WASHINGTON (Reuters) - White House officials on Tuesday could not say how the U.S. government would receive a portion of the proceeds from any sale of TikTok’s U.S. operations, one day after President Donald Trump called for a cut of the money.
“There’s no specific blueprint here,” White House economic adviser Larry Kudlow said on Fox Business Network on Tuesday.
“It may be that the president was thinking, because the Treasury has had to do so much work on this, there are a lot of options here. I’m not sure it’s a specific concept that will be followed through ... Regarding fees or anything like that, all that remains to be seen,” Kudlow said.
White House spokeswoman Kayleigh McEnany, speaking to reporters at a separate briefing, also gave no other details and said she did not want to get ahead of Trump on the issue. She reiterated that the United States planned to take some action on Chinese-owned apps, including TikTok, in coming days but gave no details. She twice declined to say how legally the United States could take a cut of the sale proceeds.
On Monday, Trump said he would ban the popular Chinese-owned short-video app on Sept. 15 without a sale to another company outside of China. Microsoft Corp has said it is in talks to acquire TikTok’s U.S. operations.
Experts have said the U.S. government generally does not have the authority to take a cut of private business sales.

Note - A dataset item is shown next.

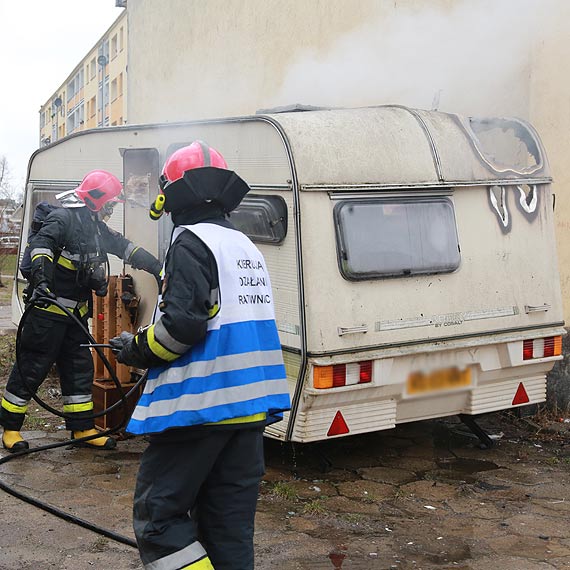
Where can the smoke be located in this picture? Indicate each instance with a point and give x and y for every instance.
(467, 57)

But Trump, a real estate developer and former reality television star who has touted his “art of the deal,” on Monday said “a very substantial portion” of any TikTok sale must go to the U.S. Treasury “because we’re making it possible for this deal to happen.”
The president reiterated the call on Tuesday, saying at a news conference that he had told Microsoft that “whatever the price is, a very big proportion of that price would have to go to the Treasury of the United States.”
Kudlow told Fox Business Network that such a provision may not be “a key stipulation.”